5 Common Strength Training Excuses You Can Overcome

You're familiar with the numerous benefits of strength training—preservation of muscle mass, reduced risk of certain chronic diseases, increased energy levels—and yet, somehow, you never make time for it in your workout. While it might seem easier to avoid your dust-covered resistance band and take a walk around the neighborhood instead, the reality is that strength training is equally as important as cardio in a well-rounded exercise routine. 

And before you start talking about how you don't have time, know that a good routine doesn't require hours in the weight room. In fact, a simple 20 to 30 minute routine, just two to three times per week, will help you get stronger and improve your overall fitness level.

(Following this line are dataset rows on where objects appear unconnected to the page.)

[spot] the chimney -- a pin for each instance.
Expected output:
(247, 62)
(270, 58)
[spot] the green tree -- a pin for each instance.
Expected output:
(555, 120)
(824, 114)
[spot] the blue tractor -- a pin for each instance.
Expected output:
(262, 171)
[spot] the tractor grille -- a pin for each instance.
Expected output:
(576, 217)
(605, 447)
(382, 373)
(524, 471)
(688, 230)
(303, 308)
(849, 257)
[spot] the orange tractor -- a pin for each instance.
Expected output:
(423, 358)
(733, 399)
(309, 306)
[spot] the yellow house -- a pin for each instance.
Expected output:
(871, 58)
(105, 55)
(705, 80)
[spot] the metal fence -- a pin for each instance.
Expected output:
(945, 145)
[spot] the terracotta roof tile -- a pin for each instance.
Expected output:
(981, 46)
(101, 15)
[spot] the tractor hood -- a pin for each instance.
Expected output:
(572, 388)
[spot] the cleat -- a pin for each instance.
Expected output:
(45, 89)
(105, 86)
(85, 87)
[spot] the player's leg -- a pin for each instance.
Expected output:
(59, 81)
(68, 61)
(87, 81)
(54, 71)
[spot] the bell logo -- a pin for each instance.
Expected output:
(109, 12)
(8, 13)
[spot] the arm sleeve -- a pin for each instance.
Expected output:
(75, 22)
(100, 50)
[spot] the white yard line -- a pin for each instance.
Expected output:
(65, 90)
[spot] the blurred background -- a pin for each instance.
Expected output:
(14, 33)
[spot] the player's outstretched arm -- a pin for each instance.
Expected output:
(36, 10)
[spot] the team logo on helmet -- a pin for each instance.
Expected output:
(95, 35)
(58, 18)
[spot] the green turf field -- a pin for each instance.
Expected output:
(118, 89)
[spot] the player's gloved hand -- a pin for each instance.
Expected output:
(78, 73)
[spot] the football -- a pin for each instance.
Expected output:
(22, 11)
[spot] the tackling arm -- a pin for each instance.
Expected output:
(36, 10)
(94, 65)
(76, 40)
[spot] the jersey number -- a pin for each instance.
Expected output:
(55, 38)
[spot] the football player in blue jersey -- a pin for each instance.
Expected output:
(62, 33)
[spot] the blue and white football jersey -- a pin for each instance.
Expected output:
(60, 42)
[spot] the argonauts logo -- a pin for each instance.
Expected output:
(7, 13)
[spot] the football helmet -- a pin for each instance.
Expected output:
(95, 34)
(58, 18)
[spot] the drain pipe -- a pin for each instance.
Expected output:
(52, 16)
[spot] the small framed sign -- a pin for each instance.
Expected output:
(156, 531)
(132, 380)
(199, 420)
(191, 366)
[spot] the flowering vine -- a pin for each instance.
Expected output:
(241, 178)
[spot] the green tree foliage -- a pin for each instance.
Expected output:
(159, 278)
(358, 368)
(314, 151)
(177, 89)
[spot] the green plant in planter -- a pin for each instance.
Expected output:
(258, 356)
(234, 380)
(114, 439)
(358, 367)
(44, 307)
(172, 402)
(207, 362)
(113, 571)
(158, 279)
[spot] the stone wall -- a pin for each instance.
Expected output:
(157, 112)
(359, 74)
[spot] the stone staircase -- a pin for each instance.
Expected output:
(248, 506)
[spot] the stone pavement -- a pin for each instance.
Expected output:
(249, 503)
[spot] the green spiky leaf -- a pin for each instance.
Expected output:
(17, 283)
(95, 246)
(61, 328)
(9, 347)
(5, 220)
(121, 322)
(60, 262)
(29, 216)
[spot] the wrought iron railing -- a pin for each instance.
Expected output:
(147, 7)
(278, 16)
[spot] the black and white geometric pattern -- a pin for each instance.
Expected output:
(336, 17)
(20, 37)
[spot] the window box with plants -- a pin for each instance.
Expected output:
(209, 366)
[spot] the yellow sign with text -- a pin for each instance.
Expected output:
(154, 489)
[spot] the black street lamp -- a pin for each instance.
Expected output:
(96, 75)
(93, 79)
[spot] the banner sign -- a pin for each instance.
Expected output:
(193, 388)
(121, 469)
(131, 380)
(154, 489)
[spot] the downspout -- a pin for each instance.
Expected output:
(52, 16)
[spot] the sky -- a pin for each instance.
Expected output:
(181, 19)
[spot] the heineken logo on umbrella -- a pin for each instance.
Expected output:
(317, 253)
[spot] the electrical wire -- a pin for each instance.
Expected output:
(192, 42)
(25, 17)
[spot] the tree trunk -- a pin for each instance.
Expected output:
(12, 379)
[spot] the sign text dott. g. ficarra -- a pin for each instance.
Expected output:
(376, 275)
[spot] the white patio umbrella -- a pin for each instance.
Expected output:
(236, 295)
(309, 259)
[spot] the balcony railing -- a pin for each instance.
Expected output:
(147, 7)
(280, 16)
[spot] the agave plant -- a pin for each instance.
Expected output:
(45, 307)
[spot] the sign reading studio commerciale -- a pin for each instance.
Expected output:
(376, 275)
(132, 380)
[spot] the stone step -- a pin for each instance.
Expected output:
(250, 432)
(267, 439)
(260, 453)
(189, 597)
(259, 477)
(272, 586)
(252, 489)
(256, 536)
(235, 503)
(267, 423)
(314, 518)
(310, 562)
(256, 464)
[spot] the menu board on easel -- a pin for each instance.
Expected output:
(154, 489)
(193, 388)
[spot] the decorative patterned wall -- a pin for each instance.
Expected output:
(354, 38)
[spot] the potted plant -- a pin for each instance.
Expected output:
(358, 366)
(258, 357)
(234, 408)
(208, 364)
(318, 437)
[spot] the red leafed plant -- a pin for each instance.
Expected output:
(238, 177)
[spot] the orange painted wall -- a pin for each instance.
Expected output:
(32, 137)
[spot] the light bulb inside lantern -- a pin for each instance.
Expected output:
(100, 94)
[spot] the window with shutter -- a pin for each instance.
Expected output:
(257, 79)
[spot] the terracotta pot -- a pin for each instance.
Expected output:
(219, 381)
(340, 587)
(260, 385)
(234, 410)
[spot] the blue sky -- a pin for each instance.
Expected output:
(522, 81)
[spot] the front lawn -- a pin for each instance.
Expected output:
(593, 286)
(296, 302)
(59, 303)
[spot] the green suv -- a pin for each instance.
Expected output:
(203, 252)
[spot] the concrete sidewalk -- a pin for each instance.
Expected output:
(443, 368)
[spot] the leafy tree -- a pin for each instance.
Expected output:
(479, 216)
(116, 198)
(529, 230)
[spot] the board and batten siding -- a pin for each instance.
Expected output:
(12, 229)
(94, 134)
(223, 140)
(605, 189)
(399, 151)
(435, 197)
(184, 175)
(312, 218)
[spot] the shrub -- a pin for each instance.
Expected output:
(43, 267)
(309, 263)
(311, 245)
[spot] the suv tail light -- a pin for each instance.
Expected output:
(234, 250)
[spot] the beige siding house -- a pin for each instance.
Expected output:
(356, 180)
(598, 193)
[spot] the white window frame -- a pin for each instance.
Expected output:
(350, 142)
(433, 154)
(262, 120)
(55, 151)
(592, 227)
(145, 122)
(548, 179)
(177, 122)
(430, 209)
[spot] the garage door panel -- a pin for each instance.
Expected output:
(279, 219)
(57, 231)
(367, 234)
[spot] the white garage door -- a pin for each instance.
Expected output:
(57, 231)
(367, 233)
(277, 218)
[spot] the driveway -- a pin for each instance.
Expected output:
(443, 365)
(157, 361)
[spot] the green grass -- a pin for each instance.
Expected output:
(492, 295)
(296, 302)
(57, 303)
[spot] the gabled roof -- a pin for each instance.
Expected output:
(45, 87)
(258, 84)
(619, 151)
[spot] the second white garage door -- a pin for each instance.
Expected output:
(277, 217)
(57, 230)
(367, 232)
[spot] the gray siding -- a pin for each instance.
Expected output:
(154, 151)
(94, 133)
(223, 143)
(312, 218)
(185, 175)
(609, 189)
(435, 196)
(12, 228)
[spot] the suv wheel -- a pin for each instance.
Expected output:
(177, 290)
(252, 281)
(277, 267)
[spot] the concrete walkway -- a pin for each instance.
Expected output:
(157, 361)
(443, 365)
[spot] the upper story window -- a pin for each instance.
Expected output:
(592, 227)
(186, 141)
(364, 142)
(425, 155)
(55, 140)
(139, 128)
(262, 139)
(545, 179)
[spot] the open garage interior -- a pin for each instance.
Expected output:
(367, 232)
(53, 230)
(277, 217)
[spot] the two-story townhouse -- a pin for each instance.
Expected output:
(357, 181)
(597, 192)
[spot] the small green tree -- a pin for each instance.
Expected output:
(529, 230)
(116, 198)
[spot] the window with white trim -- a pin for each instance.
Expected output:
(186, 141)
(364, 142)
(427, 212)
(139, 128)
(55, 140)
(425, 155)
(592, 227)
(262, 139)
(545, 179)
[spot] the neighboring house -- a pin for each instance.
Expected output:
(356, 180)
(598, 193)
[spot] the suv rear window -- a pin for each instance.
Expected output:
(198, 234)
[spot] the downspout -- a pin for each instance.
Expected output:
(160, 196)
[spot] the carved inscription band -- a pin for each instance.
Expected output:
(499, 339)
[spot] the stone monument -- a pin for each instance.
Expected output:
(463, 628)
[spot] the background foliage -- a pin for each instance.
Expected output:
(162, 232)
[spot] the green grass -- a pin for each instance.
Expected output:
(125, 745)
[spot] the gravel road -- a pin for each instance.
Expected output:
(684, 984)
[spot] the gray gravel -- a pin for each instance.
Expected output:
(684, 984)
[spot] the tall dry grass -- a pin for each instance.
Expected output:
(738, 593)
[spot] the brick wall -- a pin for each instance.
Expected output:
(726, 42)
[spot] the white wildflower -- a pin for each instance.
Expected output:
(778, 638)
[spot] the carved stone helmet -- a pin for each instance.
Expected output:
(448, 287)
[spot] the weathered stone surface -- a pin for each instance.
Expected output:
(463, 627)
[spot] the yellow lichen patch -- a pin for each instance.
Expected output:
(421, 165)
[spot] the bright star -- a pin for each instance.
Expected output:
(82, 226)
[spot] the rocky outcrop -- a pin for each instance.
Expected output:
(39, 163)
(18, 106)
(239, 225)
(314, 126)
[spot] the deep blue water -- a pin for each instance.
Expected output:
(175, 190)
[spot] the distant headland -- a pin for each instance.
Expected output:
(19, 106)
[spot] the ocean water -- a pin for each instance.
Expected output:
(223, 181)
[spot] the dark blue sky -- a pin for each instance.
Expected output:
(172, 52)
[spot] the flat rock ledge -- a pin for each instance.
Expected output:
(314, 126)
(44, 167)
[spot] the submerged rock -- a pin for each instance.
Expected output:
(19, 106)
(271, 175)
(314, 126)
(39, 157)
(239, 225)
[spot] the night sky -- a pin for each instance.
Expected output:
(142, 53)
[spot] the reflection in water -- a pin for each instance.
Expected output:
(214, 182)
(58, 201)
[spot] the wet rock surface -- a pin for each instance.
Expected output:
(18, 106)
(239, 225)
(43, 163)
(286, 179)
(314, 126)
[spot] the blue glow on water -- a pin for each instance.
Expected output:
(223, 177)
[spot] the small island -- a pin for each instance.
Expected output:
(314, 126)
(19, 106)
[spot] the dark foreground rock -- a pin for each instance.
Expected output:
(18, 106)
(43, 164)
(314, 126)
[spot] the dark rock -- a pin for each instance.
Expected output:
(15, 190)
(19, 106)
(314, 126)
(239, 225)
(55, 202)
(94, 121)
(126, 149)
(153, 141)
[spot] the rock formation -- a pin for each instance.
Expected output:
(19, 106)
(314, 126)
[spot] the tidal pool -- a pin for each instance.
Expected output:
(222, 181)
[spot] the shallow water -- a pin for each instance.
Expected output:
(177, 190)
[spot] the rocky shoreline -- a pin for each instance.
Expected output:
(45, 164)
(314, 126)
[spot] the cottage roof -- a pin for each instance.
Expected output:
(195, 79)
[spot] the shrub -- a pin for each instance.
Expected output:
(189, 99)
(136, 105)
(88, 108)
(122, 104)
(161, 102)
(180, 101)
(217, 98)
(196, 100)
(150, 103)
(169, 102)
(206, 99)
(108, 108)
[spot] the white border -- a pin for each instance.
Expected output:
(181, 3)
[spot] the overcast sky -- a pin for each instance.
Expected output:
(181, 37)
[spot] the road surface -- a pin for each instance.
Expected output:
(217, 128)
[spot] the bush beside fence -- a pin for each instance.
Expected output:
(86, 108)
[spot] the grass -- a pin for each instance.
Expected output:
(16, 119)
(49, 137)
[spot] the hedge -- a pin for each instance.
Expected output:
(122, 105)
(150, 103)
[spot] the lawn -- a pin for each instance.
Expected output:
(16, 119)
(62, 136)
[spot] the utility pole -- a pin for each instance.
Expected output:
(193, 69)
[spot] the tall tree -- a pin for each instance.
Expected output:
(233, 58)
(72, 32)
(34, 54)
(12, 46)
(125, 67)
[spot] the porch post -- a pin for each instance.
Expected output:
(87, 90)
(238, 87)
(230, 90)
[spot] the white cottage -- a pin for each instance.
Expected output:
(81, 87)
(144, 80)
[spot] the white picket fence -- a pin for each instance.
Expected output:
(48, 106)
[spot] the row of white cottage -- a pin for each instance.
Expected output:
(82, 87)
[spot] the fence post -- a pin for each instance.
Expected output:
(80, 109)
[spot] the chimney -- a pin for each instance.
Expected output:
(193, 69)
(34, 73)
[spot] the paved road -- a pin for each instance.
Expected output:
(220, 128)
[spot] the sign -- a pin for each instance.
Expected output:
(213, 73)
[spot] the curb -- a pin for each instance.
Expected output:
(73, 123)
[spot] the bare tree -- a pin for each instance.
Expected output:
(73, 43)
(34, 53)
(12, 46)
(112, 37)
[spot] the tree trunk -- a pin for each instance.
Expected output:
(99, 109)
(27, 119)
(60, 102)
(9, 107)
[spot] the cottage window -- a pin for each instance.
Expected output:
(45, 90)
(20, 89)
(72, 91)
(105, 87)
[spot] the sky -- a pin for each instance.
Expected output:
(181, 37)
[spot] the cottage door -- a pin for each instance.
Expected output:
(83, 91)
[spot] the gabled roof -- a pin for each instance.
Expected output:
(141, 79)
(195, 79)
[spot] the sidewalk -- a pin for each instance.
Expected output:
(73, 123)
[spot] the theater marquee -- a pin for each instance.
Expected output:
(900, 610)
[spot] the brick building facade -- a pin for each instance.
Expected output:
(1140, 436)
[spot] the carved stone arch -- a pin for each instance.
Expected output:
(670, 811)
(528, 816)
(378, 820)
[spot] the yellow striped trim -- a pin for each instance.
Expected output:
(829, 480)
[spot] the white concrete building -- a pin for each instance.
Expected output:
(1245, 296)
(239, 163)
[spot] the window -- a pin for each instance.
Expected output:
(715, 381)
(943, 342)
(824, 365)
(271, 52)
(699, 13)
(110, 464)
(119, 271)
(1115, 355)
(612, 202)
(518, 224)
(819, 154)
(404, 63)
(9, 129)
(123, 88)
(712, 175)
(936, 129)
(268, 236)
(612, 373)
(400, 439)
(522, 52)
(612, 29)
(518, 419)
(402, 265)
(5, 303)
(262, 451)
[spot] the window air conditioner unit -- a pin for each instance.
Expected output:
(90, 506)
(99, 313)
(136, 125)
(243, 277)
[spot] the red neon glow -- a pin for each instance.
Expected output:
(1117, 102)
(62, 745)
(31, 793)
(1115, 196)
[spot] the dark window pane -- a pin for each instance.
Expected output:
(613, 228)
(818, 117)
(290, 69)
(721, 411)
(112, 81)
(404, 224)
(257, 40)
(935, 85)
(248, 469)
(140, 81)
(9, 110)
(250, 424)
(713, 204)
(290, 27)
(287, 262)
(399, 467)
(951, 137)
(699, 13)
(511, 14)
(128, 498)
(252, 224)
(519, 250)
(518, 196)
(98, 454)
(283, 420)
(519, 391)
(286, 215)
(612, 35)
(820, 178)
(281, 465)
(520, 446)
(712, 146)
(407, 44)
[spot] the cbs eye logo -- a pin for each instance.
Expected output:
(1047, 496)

But, alas, as the saying goes, "If it's important to you, you'll find a way; if not, you'll find an excuse." Before you lean into one of these five common excuses, let us convince you that it's time to grab a dumbbell and bust your excuses once and for all.
 

"I don't have time for both strength training and cardio."


Enter circuit training. Circuit training is a great way to combine strength and cardio into one workout. An effective circuit routine can be done two different ways: by alternating rounds of cardio and strength exercises (for example, burpees followed by squats), or quickly moving from one strength exercise to the next with little or no rest in between to keep your heart pumping throughout the workout.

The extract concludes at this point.